Brutta cosa l'invidia. Ci mancherebbe, c'è pure quella al mondo ma si potrebbe anche apprezzare che I Cani nati senza l'intento di diventar fenomeno, lo siano poi diventati; un po' per loro volontà ma solo di conseguenza al forte tamtam mediatico (termine che fa tanto Enrico Mentana) sulla rete. Per non parlar del non sapere chi si nasconda dietro, chi sia la mente e la voce: all'inizio un po’ per timidezza verso i propri intenti musicali e poi perché il gioco alla gente piace, incuriosisce e quindi che si continui finché si può. Apparire poi in un'intervista per Il Mucchio con una borsa di America Apparel è geniale e autoironico (se avete ascoltato Hipsteria capirete).

Ma poi nell'album mettono quattro pezzi già sentiti, una versione elettrica di un acustico già sentito, un intro strumentale, un altro pezzo strumentale a metà e solo altri quattro pezzi nuovi di pacca per le vostre (non più fra poco) vergini orecchie.

Bah!
Ecco, dai ditelo! Vi aspettavo al varco.
Ditelo che secondo voi è una cagata pazzesca!
“Ehh io lo sapevo che erano un pacco ‘sti Cani!” o “Tutta quest'attesa per sta roba!”; come se vi avessi qui vicino, vi sento perfettamente ripetere queste frasi. Un po’ come quando da piccolo tornavo con le ginocchia sbucciate e mi dicevano: “Io te l'avevo detto che ti facevi male”. Che rabbia. Ditelo che vi sembrano tutti uguali i pezzi! Bene ora una parte di chi legge può fermarsi qui. Chi vuol guardare oltre il proprio naso continui.

L'intro rumoristico – strumentale Theme from The Cameretta, ambulanze, suoni in loop, drum-machine scarna e lo-fi, synth solenni, porte che sbattono e voci familiari sul finale, spiega il titolo descrivendolo perfettamente senza parole. Hipsteria è un pezzo da Cani (cioè che riporta agli ascolti dei primi 4 brani che avrete ascoltato in rete), si sentono l'influenza del suono electro-pop di stampo anni '80, tastiere portanti e basso non proprio in primo piano. I testi, che sono il nocciolo portante di tutto, sono diretti, pungenti, volutamente attuali e circoscritti a quello che “loro” conoscono bene, infatti son di Roma e l'aperitivo di cui si parla è in un bar del Rione Monti. Il titolo poi spiega tutto, la moda e l'abitudine hipster che si basa su abbigliamento (American Apparel o leggins fluorescenti), letture indipendenti (David Foster Wallace) insomma una smodata ricerca della novità a tutti i costi per cercare di far parte di un’elite all’avanguardia e super-cool, ossia vero e proprio (h)i(p)sterismo che dal 2000 Williamsburg ha iniziato a esportare. “Andrò a New York a lavorare da American Apparel. Io ti assicuro che lo faccio, o se non altro vado al parco e leggo David Foster Wallace.”

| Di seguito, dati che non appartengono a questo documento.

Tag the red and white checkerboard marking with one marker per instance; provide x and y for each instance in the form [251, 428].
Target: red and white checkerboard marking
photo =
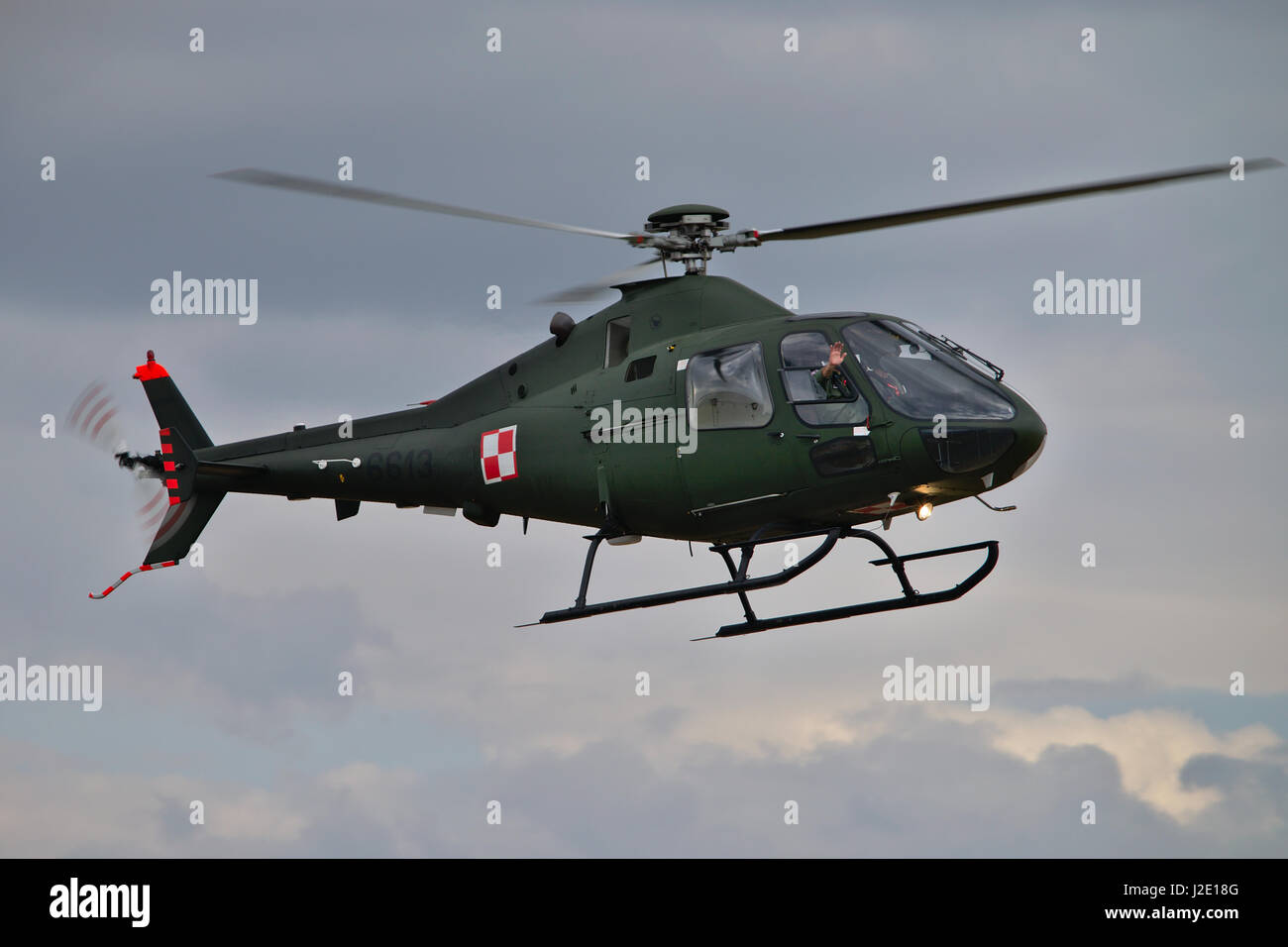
[498, 454]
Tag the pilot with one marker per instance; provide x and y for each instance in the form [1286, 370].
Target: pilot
[828, 380]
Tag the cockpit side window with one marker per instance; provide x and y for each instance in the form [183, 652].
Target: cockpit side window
[917, 377]
[728, 388]
[819, 398]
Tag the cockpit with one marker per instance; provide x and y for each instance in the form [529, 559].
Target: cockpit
[919, 377]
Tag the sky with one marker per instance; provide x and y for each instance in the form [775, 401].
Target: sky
[1108, 684]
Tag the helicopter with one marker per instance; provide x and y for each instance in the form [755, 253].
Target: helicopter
[692, 408]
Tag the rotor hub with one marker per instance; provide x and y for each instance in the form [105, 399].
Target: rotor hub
[688, 234]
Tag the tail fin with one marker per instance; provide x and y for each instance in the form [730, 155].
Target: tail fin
[181, 436]
[168, 405]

In Door Selection il synth è egocentrico ma ritmi alternati da rallentamenti poi via via più costanti prendono il sopravvento su tutto il brano. Tanti condizionali nel testo e tante buone volontà. “Smetterei di pippare, se solamente avessi iniziato: sarebbe una bella spesa in meno e davvero un bel gesto.”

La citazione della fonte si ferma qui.